Score: 2

Learning Where to Learn: Training Distribution Selection for Provable OOD Performance

Published: May 27, 2025 | arXiv ID: 2505.21626v1

By: Nicolas Guerra, Nicholas H. Nelsen, Yunan Yang

BigTech Affiliations: Massachusetts Institute of Technology

Potential Business Impact:

Teaches computers to work with new, different data.

Business Areas:

A/B Testing Data and Analytics

Out-of-distribution (OOD) generalization remains a fundamental challenge in machine learning. Models trained on one data distribution often experience substantial performance degradation when evaluated on shifted or unseen domains. To address this challenge, the present paper studies the design of training data distributions that maximize average-case OOD performance. First, a theoretical analysis establishes a family of generalization bounds that quantify how the choice of training distribution influences OOD error across a predefined family of target distributions.

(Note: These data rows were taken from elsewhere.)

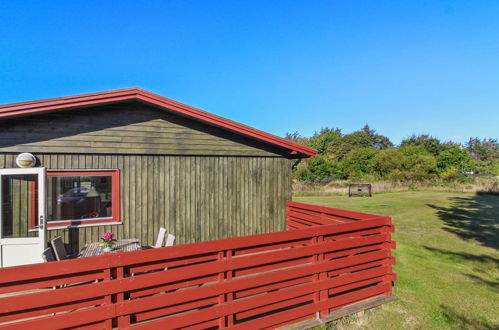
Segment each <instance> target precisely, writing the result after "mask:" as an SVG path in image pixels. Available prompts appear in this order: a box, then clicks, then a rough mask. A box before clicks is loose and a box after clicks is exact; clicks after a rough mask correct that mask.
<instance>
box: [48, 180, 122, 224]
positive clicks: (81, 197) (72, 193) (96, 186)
mask: <svg viewBox="0 0 499 330" xmlns="http://www.w3.org/2000/svg"><path fill="white" fill-rule="evenodd" d="M47 180H48V187H47V207H48V209H47V220H48V221H58V220H85V219H87V220H88V219H98V218H110V217H112V216H113V214H112V199H113V196H112V175H111V174H102V175H71V174H67V175H56V176H49V177H48V178H47Z"/></svg>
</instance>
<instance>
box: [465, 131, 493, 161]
mask: <svg viewBox="0 0 499 330" xmlns="http://www.w3.org/2000/svg"><path fill="white" fill-rule="evenodd" d="M466 149H467V150H468V152H469V153H470V155H471V157H473V159H474V160H475V161H477V162H480V161H485V162H490V161H497V160H499V143H497V139H483V140H480V139H479V138H477V137H475V138H470V140H469V141H468V142H467V143H466Z"/></svg>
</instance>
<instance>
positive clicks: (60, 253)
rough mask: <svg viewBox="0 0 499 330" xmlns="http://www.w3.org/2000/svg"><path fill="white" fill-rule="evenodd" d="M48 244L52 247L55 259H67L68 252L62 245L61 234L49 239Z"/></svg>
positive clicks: (63, 243) (62, 242)
mask: <svg viewBox="0 0 499 330" xmlns="http://www.w3.org/2000/svg"><path fill="white" fill-rule="evenodd" d="M50 245H52V249H54V254H55V257H56V259H57V260H65V259H68V254H67V252H66V248H65V247H64V242H63V241H62V237H61V236H57V237H56V238H54V239H53V240H51V241H50Z"/></svg>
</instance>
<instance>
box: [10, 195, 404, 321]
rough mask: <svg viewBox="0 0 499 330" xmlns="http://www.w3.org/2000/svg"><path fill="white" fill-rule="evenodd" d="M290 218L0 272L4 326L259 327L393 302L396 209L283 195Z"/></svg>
mask: <svg viewBox="0 0 499 330" xmlns="http://www.w3.org/2000/svg"><path fill="white" fill-rule="evenodd" d="M286 221H287V230H286V231H282V232H272V233H265V234H258V235H251V236H242V237H232V238H225V239H219V240H214V241H206V242H200V243H192V244H183V245H178V246H171V247H163V248H158V249H150V250H141V251H135V252H118V253H108V254H105V255H102V256H96V257H88V258H79V259H74V260H64V261H58V262H52V263H45V264H34V265H26V266H17V267H8V268H3V269H0V304H1V306H2V310H1V311H0V328H9V329H26V328H53V329H56V328H57V329H58V328H74V327H81V328H85V329H93V328H99V329H102V328H105V329H112V328H120V329H121V328H137V329H158V328H168V329H177V328H193V329H208V328H209V329H217V328H218V329H221V328H241V329H264V328H277V327H283V326H286V325H290V324H296V323H297V322H304V321H305V322H312V323H313V321H311V320H317V319H319V320H327V319H331V318H334V317H338V316H341V315H345V314H348V313H352V312H355V311H358V310H361V309H365V308H369V307H372V306H373V304H380V303H383V302H386V301H389V300H391V299H393V297H392V283H393V281H395V279H396V275H395V274H394V273H393V271H392V265H393V264H394V258H393V257H392V255H391V249H393V248H395V242H393V241H392V240H391V233H392V232H393V230H394V227H393V224H392V222H391V219H390V218H389V217H386V216H378V215H373V214H367V213H360V212H353V211H346V210H340V209H333V208H327V207H320V206H315V205H311V204H305V203H297V202H292V201H288V202H287V208H286ZM312 323H308V324H312Z"/></svg>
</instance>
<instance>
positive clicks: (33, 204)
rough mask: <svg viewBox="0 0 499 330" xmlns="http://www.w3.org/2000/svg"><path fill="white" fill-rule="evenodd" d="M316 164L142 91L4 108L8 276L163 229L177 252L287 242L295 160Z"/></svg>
mask: <svg viewBox="0 0 499 330" xmlns="http://www.w3.org/2000/svg"><path fill="white" fill-rule="evenodd" d="M315 152H316V151H315V150H313V149H310V148H307V147H305V146H302V145H299V144H296V143H293V142H290V141H287V140H285V139H282V138H279V137H277V136H274V135H271V134H268V133H265V132H262V131H259V130H256V129H254V128H251V127H248V126H245V125H242V124H239V123H236V122H234V121H230V120H227V119H225V118H221V117H219V116H216V115H213V114H210V113H207V112H205V111H202V110H199V109H196V108H193V107H190V106H188V105H185V104H182V103H179V102H176V101H173V100H170V99H167V98H164V97H162V96H159V95H156V94H153V93H150V92H147V91H144V90H141V89H138V88H130V89H121V90H114V91H107V92H100V93H92V94H84V95H76V96H69V97H60V98H54V99H45V100H38V101H30V102H22V103H15V104H7V105H1V106H0V200H1V209H0V235H1V239H0V248H1V251H2V253H1V259H2V260H3V261H2V265H3V266H6V265H12V264H20V263H28V261H29V260H28V259H30V258H31V257H26V258H27V259H26V260H25V261H23V260H22V259H23V257H20V256H30V255H33V256H34V255H35V254H36V258H39V256H40V254H39V253H40V248H43V246H44V245H46V242H47V241H48V240H49V239H50V238H53V237H55V236H59V235H60V236H62V237H63V240H64V241H65V242H66V243H67V244H68V248H69V249H70V250H71V251H73V252H74V251H77V250H78V249H80V248H81V247H82V246H83V245H84V244H85V243H88V242H95V241H98V240H99V238H100V236H101V235H102V234H103V233H104V232H114V233H116V235H117V237H119V238H124V237H134V238H138V239H140V241H141V242H142V244H144V245H152V244H153V243H154V240H155V238H156V235H157V233H158V230H159V228H160V227H165V228H166V229H167V230H168V231H169V232H171V233H173V234H174V235H175V236H176V237H177V242H178V243H180V244H181V243H190V242H199V241H205V240H212V239H218V238H223V237H231V236H241V235H249V234H258V233H264V232H273V231H279V230H284V229H285V210H286V203H285V201H286V200H288V199H290V198H291V167H292V165H293V160H295V159H299V158H306V157H311V156H313V155H315ZM21 153H29V154H32V155H34V156H35V160H36V163H35V164H34V167H28V168H24V169H19V167H18V164H16V158H17V157H18V156H19V154H21ZM21 165H22V164H21ZM13 251H14V252H13ZM33 258H34V257H33ZM31 261H33V260H31Z"/></svg>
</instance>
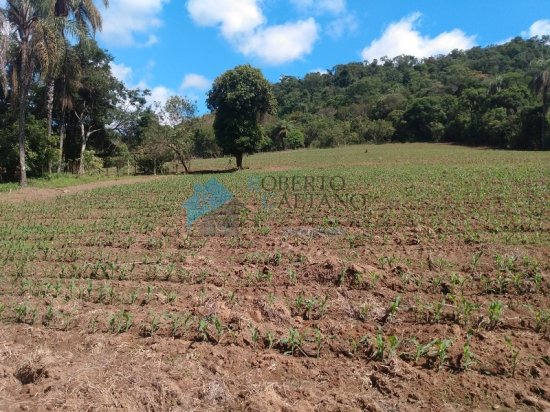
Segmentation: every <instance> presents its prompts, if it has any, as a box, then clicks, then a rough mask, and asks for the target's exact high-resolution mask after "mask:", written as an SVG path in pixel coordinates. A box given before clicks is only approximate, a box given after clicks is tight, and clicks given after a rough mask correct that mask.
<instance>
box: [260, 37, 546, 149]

These insights motivate the introduction of two complementary algorithmic strategies: (i) directly formulating OOD risk minimization as a bilevel optimization problem over the space of probability measures and (ii) minimizing a theoretical upper bound on OOD error. Last, the paper evaluates the two approaches across a range of function approximation and operator learning examples. The proposed methods significantly improve OOD accuracy over standard empirical risk minimization with a fixed distribution. These results highlight the potential of distribution-aware training as a principled and practical framework for robust OOD generalization.